Main Data Collection and Validation Procedures
Data collection will be check with validity by construct validity (convergent validity, divergent/discriminant validity), factor analysis. Third, after consulting with validity, and then consulting with internal consistency reliability (Cronbach’s Alphas, construct/composite reliability) and structural equation modelling (SEM). In this study, we used a self-report method to assess subjective perceptions of the items in each adapted scale, which might lead to response bias. In all the scales, students had to rate each item on a 5-point Likert scale, ranging from 1 (“strongly disagree”) to 5 (“strongly agree”).

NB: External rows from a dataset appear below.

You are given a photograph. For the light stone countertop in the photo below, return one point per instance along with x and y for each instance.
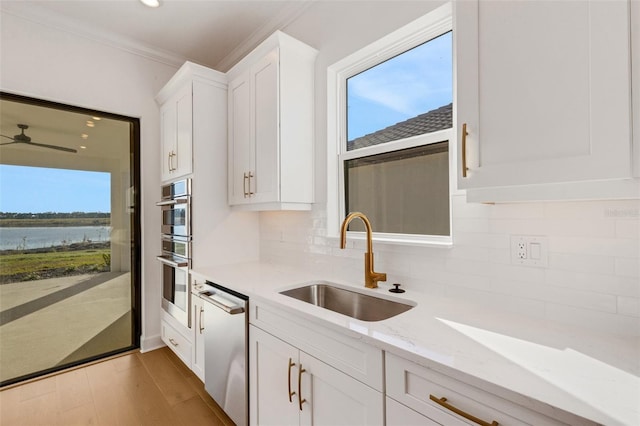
(593, 375)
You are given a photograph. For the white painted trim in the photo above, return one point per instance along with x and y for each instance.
(284, 18)
(615, 189)
(150, 343)
(39, 15)
(417, 32)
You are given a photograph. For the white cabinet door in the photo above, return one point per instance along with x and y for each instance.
(264, 185)
(544, 91)
(197, 353)
(184, 132)
(273, 368)
(334, 398)
(168, 138)
(177, 134)
(290, 387)
(240, 143)
(271, 126)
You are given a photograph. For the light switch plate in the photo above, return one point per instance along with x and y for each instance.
(529, 250)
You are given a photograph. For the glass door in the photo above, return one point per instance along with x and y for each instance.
(69, 236)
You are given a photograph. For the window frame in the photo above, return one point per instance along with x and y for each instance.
(428, 27)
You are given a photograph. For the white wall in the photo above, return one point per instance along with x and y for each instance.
(593, 277)
(48, 63)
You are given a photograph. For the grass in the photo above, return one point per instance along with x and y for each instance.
(15, 267)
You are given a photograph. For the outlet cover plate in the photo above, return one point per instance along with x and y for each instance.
(528, 250)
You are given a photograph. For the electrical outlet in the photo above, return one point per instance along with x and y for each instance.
(529, 250)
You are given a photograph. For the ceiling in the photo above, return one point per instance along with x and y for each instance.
(213, 33)
(98, 139)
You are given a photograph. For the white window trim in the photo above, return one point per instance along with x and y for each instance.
(429, 26)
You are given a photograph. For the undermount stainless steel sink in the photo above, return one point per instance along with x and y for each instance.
(351, 303)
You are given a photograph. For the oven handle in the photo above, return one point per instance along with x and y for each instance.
(218, 303)
(173, 202)
(172, 262)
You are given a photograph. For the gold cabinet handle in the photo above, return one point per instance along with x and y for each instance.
(301, 400)
(464, 150)
(291, 364)
(250, 176)
(443, 402)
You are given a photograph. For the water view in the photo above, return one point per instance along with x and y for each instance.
(25, 238)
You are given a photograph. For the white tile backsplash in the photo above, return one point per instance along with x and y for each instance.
(592, 280)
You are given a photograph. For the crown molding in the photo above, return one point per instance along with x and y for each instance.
(41, 16)
(288, 14)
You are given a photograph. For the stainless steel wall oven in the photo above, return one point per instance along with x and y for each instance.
(176, 249)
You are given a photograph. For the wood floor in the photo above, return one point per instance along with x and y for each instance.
(154, 388)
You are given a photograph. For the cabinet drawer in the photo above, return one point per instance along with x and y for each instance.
(413, 386)
(177, 343)
(355, 358)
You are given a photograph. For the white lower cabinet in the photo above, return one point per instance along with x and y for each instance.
(417, 388)
(291, 387)
(175, 340)
(197, 353)
(401, 415)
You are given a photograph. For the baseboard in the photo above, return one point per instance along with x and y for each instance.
(150, 343)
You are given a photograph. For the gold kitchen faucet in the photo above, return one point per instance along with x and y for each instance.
(371, 277)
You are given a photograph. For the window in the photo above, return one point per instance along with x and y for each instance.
(393, 123)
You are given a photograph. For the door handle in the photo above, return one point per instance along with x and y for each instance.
(301, 400)
(464, 150)
(291, 364)
(443, 402)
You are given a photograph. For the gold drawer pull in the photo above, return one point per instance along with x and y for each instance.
(301, 400)
(291, 364)
(443, 401)
(464, 150)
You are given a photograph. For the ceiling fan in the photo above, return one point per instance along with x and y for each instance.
(22, 138)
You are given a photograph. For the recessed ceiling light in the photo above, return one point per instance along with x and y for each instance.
(151, 3)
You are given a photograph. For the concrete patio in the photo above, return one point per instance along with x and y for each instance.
(52, 322)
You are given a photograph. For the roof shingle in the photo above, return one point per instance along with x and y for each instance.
(432, 121)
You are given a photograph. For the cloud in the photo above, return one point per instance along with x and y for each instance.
(412, 83)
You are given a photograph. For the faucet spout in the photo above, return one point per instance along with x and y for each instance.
(371, 277)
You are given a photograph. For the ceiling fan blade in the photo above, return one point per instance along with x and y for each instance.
(59, 148)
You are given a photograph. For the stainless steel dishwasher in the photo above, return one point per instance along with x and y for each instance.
(226, 333)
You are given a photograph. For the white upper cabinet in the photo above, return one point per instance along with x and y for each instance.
(178, 116)
(176, 135)
(271, 126)
(544, 91)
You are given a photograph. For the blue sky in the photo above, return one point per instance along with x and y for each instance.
(407, 85)
(38, 190)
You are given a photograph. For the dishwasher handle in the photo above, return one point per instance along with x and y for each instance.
(221, 303)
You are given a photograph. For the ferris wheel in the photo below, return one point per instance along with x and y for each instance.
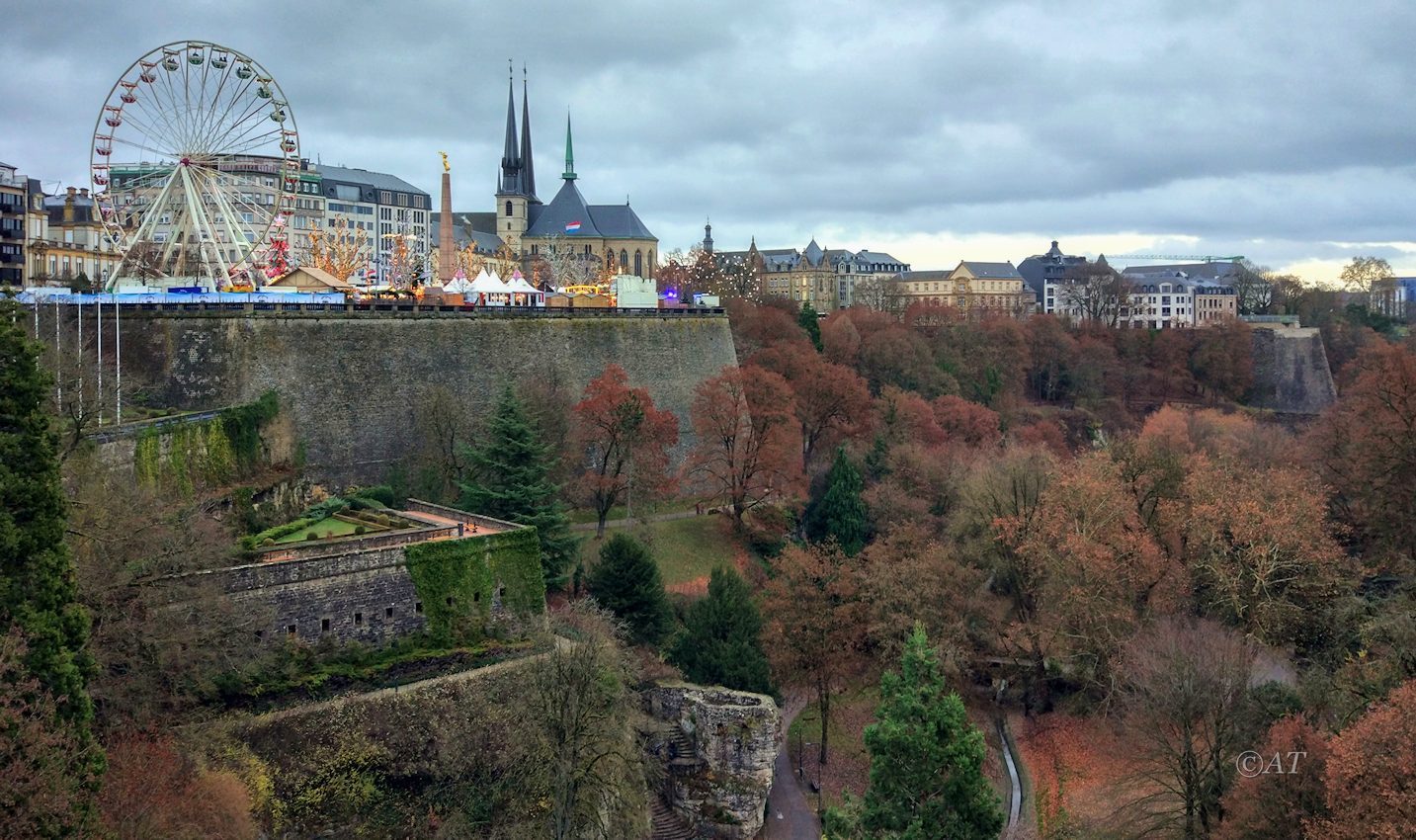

To make the subconstructs fit into the Cambodian teacher context and to check the construct validity of the model, confirmatory factor analysis (CFA) was conducted. Before the CFA, we checked for normal distribution and multicollinearity. The normal distribution of the data was measured by the skewness and kurtosis of each item (Cohen et al., 2018), (Hair et al., 2024). The most commonly used values for skewness and kurtosis are −1 to +1 and −1.96 to +1.96, respectively (Hair et al., 2024). In this study, the skewnesses and kurtoses of all the items used ranged between -0.01 and + 0.03 and between -0.03 and +0.03, respectively. The multicollinearity occurs when the intercorrelation between variables or items is higher than 0.83 (Kline, 2024).The Shapiro-Wilk test and Kolmogorov Smirnov test, but for sample smaller then 300; Sig.> .05= normal distribution and Z score are -3 and +3= no outliers (Kline, 2024). The multicollinearity occurs when the intercorrelation between variables or items is higher than 0.90 (Kline, 2024). The intercorrelations in the present study ranged between 0.08 and 0.71, which eliminates multicollinearity problems. According to (Hair et al., 2024), construct validity is ensured by assessing convergent and discriminant validities. In so doing, the average variance extracted (AVE), maximum shared variance (MSV), and average shared variance (ASV) were calculated and compared. The AVE should be 0.50 or higher to suggest adequate convergent validity, which means that a set of measured items share a high proportion of variance in the same construct, and the AVE should be greater than the MSV and the ASV to ensure acceptable discriminant validity, which means that the construct is distinct from other constructs (Hair et al., 2024). In this study, the AVEs for the subconstructs were greater than 0.50 and the AVE for each subconstruct was also higher than its MSV and ASV. Moreover, cross-loadings were not allowed to ensure dimensionality and 36 items with factor loadings of lower than 0.50 were removed for desirable internal consistency (Hair Jr et al., 2019). The standardized loadings for the items used ranged between 0.56 and 0.86, exceeding the suggested threshold of 0.50, and the construct reliabilities of the subconstructs ranged between 0.83 and 0.90, exceeding the suggested threshold of 0.70 (Hair Jr et al., 2019).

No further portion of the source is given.